# Imports

In [1]:
# Pandas, Numpy and Matplotlib
import pandas as pd
import numpy as np
import matplotlib.pyplot as plt
%matplotlib inline

In [2]:
from graph_tool.all import *

ImportError: dlopen(/Users/luvela/anaconda3/lib/python3.6/site-packages/graph_tool/libgraph_tool_core.so, 9): Library not loaded: @rpath/libboost_python3.dylib
  Referenced from: /Users/luvela/anaconda3/lib/python3.6/site-packages/graph_tool/libgraph_tool_core.so
  Reason: image not found

# Get tagged words

In [6]:
# Set name of file
filename = '../data/interim/disease_tags.pkl'

# Read to DataFrame
df = pd.read_pickle(filename)

# Echo
print('Total entries in df: ', df.shape[0])
print('Unique summaries in df: ', df['Id'].nunique())
df.head()

Total entries in df:  124502
Unique summaries in df:  29417


Unnamed: 0,Id,start,end,disease_tag,ont,unique_id
0,200000001,56,85,cutaneous malignant melanomas,OMIM,155600
1,200000003,0,20,Renal Cell Carcinoma,MESH,D002292
2,200000003,141,154,kidney cancer,MESH,D007680
3,200000003,245,290,neoplastic and non-cancerous renal epithelium,MESH,D007680
4,200000003,656,668,renal cancer,MESH,D007680


# Extract titles

In [8]:
# Load relevant columns
names = pd.DataFrame(df['ont unique_id disease_tag'.split()])

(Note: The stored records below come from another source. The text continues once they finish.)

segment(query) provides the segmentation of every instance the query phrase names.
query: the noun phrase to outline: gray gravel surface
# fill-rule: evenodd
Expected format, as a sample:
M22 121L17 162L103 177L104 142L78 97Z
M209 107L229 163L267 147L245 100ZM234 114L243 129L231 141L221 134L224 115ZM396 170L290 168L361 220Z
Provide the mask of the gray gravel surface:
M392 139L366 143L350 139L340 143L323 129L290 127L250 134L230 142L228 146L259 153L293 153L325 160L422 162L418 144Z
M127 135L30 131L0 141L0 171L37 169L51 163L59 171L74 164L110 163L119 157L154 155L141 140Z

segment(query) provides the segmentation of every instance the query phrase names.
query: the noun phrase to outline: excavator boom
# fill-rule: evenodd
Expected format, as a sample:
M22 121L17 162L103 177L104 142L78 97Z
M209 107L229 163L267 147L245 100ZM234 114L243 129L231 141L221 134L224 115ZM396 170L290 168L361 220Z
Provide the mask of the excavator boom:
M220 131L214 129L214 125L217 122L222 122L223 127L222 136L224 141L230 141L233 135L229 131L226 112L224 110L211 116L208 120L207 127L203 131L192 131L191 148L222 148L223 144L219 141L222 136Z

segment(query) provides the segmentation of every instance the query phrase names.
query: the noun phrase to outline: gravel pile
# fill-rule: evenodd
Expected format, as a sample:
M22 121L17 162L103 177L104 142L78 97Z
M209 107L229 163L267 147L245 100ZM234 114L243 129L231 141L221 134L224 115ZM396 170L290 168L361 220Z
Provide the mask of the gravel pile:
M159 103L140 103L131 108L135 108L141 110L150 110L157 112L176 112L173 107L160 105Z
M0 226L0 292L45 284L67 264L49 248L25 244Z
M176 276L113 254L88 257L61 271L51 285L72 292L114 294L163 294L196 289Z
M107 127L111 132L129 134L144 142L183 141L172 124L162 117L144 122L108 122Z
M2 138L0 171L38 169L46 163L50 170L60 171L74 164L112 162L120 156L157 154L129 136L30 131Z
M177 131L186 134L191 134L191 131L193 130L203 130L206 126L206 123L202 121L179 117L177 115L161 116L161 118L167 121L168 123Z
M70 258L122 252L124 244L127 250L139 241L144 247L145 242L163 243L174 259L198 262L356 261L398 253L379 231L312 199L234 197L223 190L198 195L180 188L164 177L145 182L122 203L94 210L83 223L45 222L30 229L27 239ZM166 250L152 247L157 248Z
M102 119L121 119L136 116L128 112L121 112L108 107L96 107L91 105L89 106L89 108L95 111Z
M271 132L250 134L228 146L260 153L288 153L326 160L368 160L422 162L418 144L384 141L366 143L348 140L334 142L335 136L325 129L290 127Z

# Construct id and label fields
names['id'] = names['ont']+':'+names['unique_id']
names['label']=names['disease_tag']

# Drop unnecesary fields
names.drop(labels='ont unique_id disease_tag'.split(),axis=1, inplace=True)

# Delete duplicates
names.drop_duplicates(subset='id', keep='first',inplace=True)

# Delete NaN's
names.dropna(axis=0,inplace=True)

# Save to .csv
names.to_csv('titles.csv', index=False)

# Echo
names.head()

Unnamed: 0,id,label
0,OMIM:155600,cutaneous malignant melanomas
1,MESH:D002292,Renal Cell Carcinoma
2,MESH:D007680,kidney cancer
6,MESH:D007674,kidney tumor
7,MESH:D002277,epithelial tumors


# Extract Links 1: Clean Data

In [10]:
# Exclude start/end/disease_tag columns
tags = pd.DataFrame(df['Id ont unique_id'.split()])

# Drop NaNs
tags.dropna(axis=0,inplace=True)

# Rename fields, create combined field 'ont:unique_id', create repetition field.
tags['summary_id'] = tags['Id']
tags['disease_id'] = tags['ont']+':'+tags['unique_id']
tags['year'] = 2017 

# Leave only important fields
tags = tags['year summary_id disease_id'.split()]

# Delete duplicates
tags = tags.drop_duplicates()

# Echo
print('Unique summaries in tags: ', tags['summary_id'].nunique())
print('Total tags after cleaning: ', tags.shape[0])
tags.head()

Unique summaries in tags:  28346
Total tags after cleaning:  61625


Unnamed: 0,year,summary_id,disease_id
0,2017,200000001,OMIM:155600
1,2017,200000003,MESH:D002292
2,2017,200000003,MESH:D007680
6,2017,200000003,MESH:D007674
7,2017,200000003,MESH:D002277


# Extract Links: Choose summaries with +1 tag

In [11]:
# Count tags per summary
tags_by_summary = tags['summary_id disease_id'.split()].groupby('summary_id').count().reset_index()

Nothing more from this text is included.